Onkológia 2/2018
Kritériá minimálnej reziduálnej choroby pri chronickej lymfocytovej leukémii
Minimal residual disease – its importance in patients with chronic lymphotic leukemia In most patients with chronic lymphocytic leukemia (CLL), profound remission and long-term disease-free survival can be achieved with first-line chemoimmunotherapy, such as a combination of fludarabine, cyclophosphamide and rituximab. Less intensive regimens such as obinutuzumab and chlorambucil do not have the potential to achieve deep remission. By clinical examination of the patient, it is not possible to capture the residual disease that persists after the treatment.
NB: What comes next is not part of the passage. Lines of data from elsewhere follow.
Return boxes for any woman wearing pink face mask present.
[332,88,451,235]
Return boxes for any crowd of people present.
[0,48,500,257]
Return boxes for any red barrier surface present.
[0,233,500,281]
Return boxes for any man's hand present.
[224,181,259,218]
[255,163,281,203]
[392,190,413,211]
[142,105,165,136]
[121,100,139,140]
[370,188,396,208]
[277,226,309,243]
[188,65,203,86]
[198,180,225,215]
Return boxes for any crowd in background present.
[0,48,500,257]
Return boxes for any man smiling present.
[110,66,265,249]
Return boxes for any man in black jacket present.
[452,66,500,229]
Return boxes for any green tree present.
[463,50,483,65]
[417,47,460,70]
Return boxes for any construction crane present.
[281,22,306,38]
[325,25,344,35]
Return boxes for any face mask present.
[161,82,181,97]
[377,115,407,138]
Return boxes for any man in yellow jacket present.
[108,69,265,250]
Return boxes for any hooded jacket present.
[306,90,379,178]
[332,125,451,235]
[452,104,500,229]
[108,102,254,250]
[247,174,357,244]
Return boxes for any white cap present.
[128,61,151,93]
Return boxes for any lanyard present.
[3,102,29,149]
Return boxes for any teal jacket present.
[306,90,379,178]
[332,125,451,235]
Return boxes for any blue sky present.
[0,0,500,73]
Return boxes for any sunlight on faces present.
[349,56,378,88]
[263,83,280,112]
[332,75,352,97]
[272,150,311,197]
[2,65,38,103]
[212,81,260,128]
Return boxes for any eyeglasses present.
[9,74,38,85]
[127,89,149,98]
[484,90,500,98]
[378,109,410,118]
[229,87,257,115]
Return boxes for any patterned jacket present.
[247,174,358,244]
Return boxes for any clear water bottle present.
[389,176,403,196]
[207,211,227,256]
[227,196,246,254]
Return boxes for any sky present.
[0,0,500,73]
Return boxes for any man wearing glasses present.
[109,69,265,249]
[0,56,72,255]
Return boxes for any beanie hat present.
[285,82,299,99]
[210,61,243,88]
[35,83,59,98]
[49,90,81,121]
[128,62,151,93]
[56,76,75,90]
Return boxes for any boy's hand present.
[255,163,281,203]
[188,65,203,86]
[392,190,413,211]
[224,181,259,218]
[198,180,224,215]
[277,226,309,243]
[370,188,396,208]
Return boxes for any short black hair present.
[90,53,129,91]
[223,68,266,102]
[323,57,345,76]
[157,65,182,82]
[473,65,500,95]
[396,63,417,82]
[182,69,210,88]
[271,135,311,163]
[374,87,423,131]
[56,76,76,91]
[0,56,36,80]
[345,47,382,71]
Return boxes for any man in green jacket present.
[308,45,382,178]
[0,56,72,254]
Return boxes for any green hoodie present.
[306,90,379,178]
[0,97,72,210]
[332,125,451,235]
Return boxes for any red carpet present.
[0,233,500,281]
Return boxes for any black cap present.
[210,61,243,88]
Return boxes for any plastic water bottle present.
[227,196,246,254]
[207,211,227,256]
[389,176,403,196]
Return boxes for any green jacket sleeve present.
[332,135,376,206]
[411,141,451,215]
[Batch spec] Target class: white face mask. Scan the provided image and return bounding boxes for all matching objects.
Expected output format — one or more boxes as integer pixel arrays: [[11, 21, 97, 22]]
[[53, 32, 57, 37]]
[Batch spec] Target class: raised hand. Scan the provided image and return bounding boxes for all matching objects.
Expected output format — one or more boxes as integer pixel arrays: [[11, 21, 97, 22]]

Methods based on multicolored flow cytometry and polymerase chain reaction are able to detect a minimum residual disease (MRD) at 0.010% (10−4). MRD after treatment in patients with chronic lymphocytic leukemia is an independent predictor of the outcome of treatment. Due to the increasing number of new molecules in CLL treatment, MRD could be used as a prognostic marker of progression free survival (PFS) and overall survival (OS). This would shorten the time needed to assess their effectiveness in long-term follow-up.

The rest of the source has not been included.